The concept of an efficient frontier was important to the evolution of real estate in a multi-asset portfolio, especially by pension plans and other institutional investors. Research showed that adding real estate to a portfolio of stocks and bonds made it even more efficient; that is, it had an even higher return at every level of risk.

Or conversely, less risk for any target return.  Similarly, adding international real estate investments can also result in a more efficient frontier since the returns across different countries tend to not be highly correlated.

MPT has also been applied within the real estate asset class. Whereas MPT was originally applied to selecting individual stocks to form an optimal portfolio, this was not practical for real estate. It is not possible to invest in every single real estate investment.

But we can strategically invest in most property types and geographic areas. So MPT was applied to determining the optimal allocation of a real estate portfolio to different combinations of property type and geographic areas. This helped create the demand for all sorts of real estate investment consultants that continues to this day.

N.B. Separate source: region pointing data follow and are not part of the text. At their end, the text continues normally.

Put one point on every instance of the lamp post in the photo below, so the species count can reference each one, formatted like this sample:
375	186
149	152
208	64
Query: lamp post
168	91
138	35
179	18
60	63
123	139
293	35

As the capitalization of REITs grew significantly in the 1990s, research also examined whether both publicly traded real estate and private equity real estate were needed in a portfolio to create the most efficient frontiers. Most studies show that there was a role for both with private equity tending to have the most allocation at lower target returns and lower risk investments (CORE), and REITs having a greater allocation towards higher risk and higher target return investments.

There remain challenges in the application of MPT to real estate such as the use of appraisal-based indices that were the only method available during the early years of applying MPT to portfolios that included real estate. Appraisal based indices were shown to be smoother (suggesting lower risks) and lag publicly traded asset indices.

This resulted in MPT output suggesting higher allocations to real estate in a multi asset portfolio. Several “unsmoothing techniques” were developed to deal with this issue and increase the risk metrics assigned to real estate. Questions were also raised as to whether the returns for private equity real estate were normally distributed as assumed by the MPT.

While MPT might not be formally applied by most portfolio managers today, most still apply the concepts behind MPT by considering how to diversify the portfolio, especially for CORE funds. Including property sectors and geographic areas that are not highly correlated is still important in the top-down approach to creating portfolios where allocations to property sectors and geographic locations are determined before selecting individual properties.

This is also one of the motivations for CORE funds pursuing investment in many alternative property sectors in recent years such as senior housing, self-storage, data centres, student housing, and others that tend to be less correlated with the main property sectors of apartment, office, industrial and retail.

MPT is covered in most if not all investment textbooks whether their focus is stocks, real estate, or any other asset class.  We teach MPT in the real estate academy offered through the National Council of Real Estate Investment Fiduciaries (NCREIF). While the math can be a bit intimidating to many, there are many computer models that are available to use in practice to create efficient frontiers and they can even be created in Excel using the Solver add-in if limited to a reasonable number of investments to be included in the portfolio. Clearly, we owe a lot to Harry Markowitz for his contributions to investment strategies and portfolio theory.